Future hairdressers - graduates of the Kerch Higher Professional School of Shipbuilding and Woodworking demonstrated their skills.

[ + 42 - ] Comment quote №60760
 29.02.2012

Do you know:
The word “parasite” comes from ancient Greece.
So called the inhabitants of parasitaries, special institutions in which citizens lived, held for the state (public) account.

Thus e. We lived on allowance.

zzz> No According to our officials

[ + 41 - ] Comment quote №60759
 29.02.2012
Disadvantages of the phone: It loads quickly
Advantages: It is charged quickly.

[ + 48 - ] Comment quote №60758
 29.02.2012
Conversation of the Astracans:
Why do we have no forests? And our area took the first place in the preservation of forests? Think of bribery?
It is easy to keep what is not.
zzz: Yes, our forests are striking with their sleepiness and impasse. Even old Siberians are afraid to enter there.
xxx: because they will not find where to enter

[ + 56 - ] [12 Комментарии к цитате] Comment quote №60757
 29.02.2012
" My fellow citizens!
You can curl with white ribbons, walk with a portrait of Vovan, cede through the lips "people - beadly", chase Bentley with gondons on the pen.
All of you, absolutely all - my people, my homeland, my country, with you I was born and raised, for you, if anything, I will open the beds, saving the boys who die for you.
This is our country, this is our homeland, don’t fuck it, stupid – don’t fuck it!
Pursuing with the Gondons on the chest, remember, for this country, for our Motherland your ancestors shed their blood so much that they do not float, from the beginning of the centuries, the men on our land stood up with their breasts, and no one has bended our country, because it is not the country to bend, and the people are not the ones!Remember this, look at what is happening around, how they scatter the pieces of the country, how they kill anybody, absolutely anyone who wraps against.
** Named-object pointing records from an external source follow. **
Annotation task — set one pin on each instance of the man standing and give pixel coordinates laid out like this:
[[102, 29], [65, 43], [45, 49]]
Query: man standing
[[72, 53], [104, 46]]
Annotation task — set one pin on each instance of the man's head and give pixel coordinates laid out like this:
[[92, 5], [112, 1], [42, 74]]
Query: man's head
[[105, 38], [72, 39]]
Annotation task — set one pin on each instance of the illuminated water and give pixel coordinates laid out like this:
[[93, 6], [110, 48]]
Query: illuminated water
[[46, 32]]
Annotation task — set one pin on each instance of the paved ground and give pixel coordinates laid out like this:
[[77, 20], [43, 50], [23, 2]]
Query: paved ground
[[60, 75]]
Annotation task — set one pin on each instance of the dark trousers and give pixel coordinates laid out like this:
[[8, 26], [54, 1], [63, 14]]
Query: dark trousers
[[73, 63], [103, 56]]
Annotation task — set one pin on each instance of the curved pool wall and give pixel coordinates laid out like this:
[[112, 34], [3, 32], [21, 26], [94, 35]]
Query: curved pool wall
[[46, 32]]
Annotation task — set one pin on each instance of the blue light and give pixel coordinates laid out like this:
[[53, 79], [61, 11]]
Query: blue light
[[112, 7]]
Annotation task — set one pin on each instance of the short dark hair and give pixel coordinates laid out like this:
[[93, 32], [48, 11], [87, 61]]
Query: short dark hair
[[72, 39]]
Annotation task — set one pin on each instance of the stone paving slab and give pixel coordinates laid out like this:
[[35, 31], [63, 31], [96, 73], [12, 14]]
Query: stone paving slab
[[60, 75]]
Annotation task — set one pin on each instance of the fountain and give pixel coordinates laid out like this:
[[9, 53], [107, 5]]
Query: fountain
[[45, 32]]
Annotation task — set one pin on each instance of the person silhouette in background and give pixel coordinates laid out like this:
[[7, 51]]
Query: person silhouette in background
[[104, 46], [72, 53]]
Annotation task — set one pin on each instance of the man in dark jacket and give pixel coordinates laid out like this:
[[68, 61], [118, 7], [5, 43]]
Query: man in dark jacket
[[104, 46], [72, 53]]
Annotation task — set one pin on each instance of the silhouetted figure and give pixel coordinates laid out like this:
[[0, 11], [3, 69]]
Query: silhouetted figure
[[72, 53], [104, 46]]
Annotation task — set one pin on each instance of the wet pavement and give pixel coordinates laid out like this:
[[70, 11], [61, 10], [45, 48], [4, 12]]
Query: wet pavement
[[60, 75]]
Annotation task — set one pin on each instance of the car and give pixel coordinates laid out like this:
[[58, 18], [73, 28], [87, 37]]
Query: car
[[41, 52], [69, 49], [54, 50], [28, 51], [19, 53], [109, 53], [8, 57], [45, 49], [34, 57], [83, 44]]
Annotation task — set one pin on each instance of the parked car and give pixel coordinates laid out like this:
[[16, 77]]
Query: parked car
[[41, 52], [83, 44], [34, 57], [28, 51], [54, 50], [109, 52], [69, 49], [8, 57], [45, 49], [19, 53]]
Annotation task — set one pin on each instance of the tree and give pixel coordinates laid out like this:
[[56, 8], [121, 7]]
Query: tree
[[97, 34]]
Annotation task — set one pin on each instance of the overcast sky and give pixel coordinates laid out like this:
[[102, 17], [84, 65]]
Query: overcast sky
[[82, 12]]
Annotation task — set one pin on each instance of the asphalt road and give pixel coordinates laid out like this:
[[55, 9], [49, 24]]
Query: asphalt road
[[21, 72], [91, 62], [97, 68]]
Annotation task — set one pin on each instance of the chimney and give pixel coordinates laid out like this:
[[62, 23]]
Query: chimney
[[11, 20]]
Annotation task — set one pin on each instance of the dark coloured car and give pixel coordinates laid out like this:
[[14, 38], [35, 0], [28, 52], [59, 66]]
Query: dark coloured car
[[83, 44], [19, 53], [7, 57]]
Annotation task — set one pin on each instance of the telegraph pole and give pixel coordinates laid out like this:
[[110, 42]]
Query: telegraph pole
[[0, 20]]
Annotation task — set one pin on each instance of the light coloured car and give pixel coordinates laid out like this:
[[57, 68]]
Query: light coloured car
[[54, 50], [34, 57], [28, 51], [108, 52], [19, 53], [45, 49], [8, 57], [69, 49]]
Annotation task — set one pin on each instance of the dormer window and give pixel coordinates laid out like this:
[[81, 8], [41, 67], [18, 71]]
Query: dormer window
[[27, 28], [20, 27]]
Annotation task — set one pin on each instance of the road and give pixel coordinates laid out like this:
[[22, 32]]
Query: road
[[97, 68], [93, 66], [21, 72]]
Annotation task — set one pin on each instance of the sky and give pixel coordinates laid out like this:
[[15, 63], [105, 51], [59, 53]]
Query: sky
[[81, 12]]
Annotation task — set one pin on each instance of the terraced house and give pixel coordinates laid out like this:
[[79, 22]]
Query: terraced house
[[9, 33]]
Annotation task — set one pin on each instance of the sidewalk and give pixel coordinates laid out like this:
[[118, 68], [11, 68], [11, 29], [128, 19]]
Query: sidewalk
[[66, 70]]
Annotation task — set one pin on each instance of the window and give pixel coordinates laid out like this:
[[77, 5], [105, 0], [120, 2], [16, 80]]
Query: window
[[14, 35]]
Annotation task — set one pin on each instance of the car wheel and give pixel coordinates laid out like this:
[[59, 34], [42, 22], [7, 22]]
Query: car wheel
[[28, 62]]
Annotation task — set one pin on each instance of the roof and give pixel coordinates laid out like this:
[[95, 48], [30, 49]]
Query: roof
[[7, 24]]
Love your army, you do not have another, and we are not pydors, we will not sell you or betray you.
And whisper, in general, the one who runs there on the squares, the ancestors gave us a great country, the ancestors bended half Eurasia, took out two worlds, gave it to us, well, will we take it now and tear away what they have gained?
Remember that.


[ + 50 - ] [2 Комментарии к цитате] Comment quote №60756
 29.02.2012
In Moscow, in the Hovrino area, there is a dentistry "Deimos"!
(DéImos in Greek) Δείμος “horror”)

[ + 51 - ] [1 Комментарии к цитате] Comment quote №60755
 29.02.2012
Unknown hackers hacked the 2012 Web election website and made a number of changes there. Thank you, everything works right now!

[ + 49 - ] Comment quote №60754
 29.02.2012
She: Now I’t give up a cup of tea and a warm bowl.
I will bring happiness.)
She: Uga and sugar from tea remove
he: mmm... I am now filtering. ))
I don’t know how you’ll clean it up. Need to ask
He: You’d try it first. I did without sugar. I knew it. ))
Pause –
He: Well, we have drunk tea. ( by
It was because there was no plague.
He: And I brought the pledge. It lies next door.
She: not that tea without sugar and without candy, but also the pled just lies next to it.
“Sorry, sweet, of course, go to bed, I will hide you. Would you sit again? Could my legs break?
She is: AHA Go to bed and drink tea.
He: I took the tea, poured it on me, uncovered all the candy and ate fantasy. He tied his eyes and killed himself at the wall. Is there anything else, dear?